I will stick to it. I strive to make sure I don't have grammatical and spelling and puncuation errors, but lack of experience and education does not help me there. I hope to become more proficient in all areas of writing, and I look forward to the journey.

Sara

Zolah
07-26-2005, 02:21 AM
The job of any good editor is to make sure the best possible book is pubished, and this should be the desire of the writer, as well.


That is my number one desire, and it's why I have frequently worshipped at the feet of my editor when he has noticed something I missed or helped me to make a difficult decision. Your point about UK editors rejecting books that aren't right may be true, but I see this as a positive thing - I wouldn't want to be taken on as anyone's DIY project. You need someone who can get what you're trying to say and help you to polish away the rough bits so it shines through, rather than try to 'fix' a story, characters or ending. One man's dross is another man's jewel.

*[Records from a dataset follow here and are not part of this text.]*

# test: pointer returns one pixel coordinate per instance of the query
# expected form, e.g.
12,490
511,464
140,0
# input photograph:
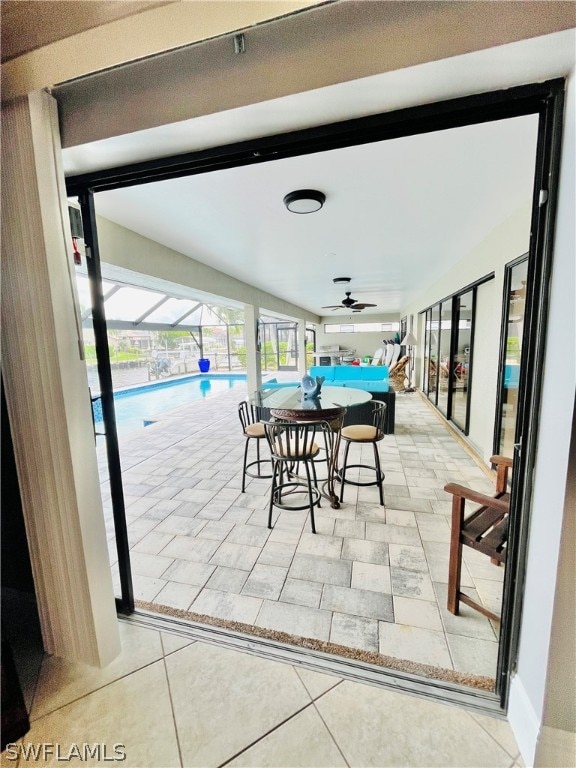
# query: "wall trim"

And (this being a rant on a separate subject altogether, unrelated to the editing thing, but to a piece of terminology which I do not like) I know that a book is a 'product' in the publishing world. That's why it's a business, a business I happen to enjoy very much. I'm professional and courteous to those I work with, I keep to my deadlines, I do my research and I strive to make my work the best it can be. But I'll never see the worlds and characters that I create and I love as a product, nor should I be expected to. Writing is the thing that keeps me alive, that makes me want to live and I'd have been dead in my teens if I didn't have the world of my imagination to retreat into. When the story leaves my desk it may become a product, a unit, a block of recycled paper, but in my heart it will always be real and alive and true. I'm a writer. That's just the way I am.

P.S. But on the plus side, I'm one of those freaky authors that loves re-writing and revising, so I have no problems during the editing process anyway.